Runnable[Input, Output]

config_schema(*, include: Optional[Sequence[str]] = None) → Type[BaseModel]

The type of config this runnable accepts specified as a pydantic model.

To mark a field as configurable, see the configurable_fields and configurable_alternatives methods.

Parameters

include (Optional[Sequence[str]]) – A list of fields to include in the config schema.

Returns

A pydantic model that can be used to validate config.

Return type

Type[BaseModel]

configurable_alternatives(which: ConfigurableField, *, default_key: str = 'default', prefix_keys: bool = False, **kwargs: Union[Runnable[Input, Output], Callable[[], Runnable[Input, Output]]]) → RunnableSerializable[Input, Output]
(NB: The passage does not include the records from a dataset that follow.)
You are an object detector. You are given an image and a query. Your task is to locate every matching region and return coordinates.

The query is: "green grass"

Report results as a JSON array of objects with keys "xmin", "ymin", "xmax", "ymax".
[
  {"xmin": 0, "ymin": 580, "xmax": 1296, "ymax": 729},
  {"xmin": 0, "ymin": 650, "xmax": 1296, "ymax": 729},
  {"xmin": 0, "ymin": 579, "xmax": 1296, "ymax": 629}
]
Configure alternatives for runnables that can be set at runtime.

from langchain_anthropic import ChatAnthropic
from langchain_core.runnables.utils import ConfigurableField
from langchain_openai import ChatOpenAI

model = ChatAnthropic(
    model_name="claude-3-sonnet-20240229"
).configurable_alternatives(
    ConfigurableField(id="llm"),
    default_key="anthropic",
    openai=ChatOpenAI()
)

# uses the default model ChatAnthropic
print(model.invoke("which organization created you?").content)

# uses ChatOpenaAI
print(
    model.with_config(
        configurable={"llm": "openai"}
    ).invoke("which organization created you?").content
)

Parameters

• which (ConfigurableField) –

• default_key (str) –

• prefix_keys (bool) –

• kwargs (Union[Runnable[Input, Output], Callable[[], Runnable[Input, Output]]]) –

Return type

RunnableSerializable[Input, Output]

configurable_fields(**kwargs: Union[ConfigurableField, ConfigurableFieldSingleOption, ConfigurableFieldMultiOption]) → RunnableSerializable[Input, Output]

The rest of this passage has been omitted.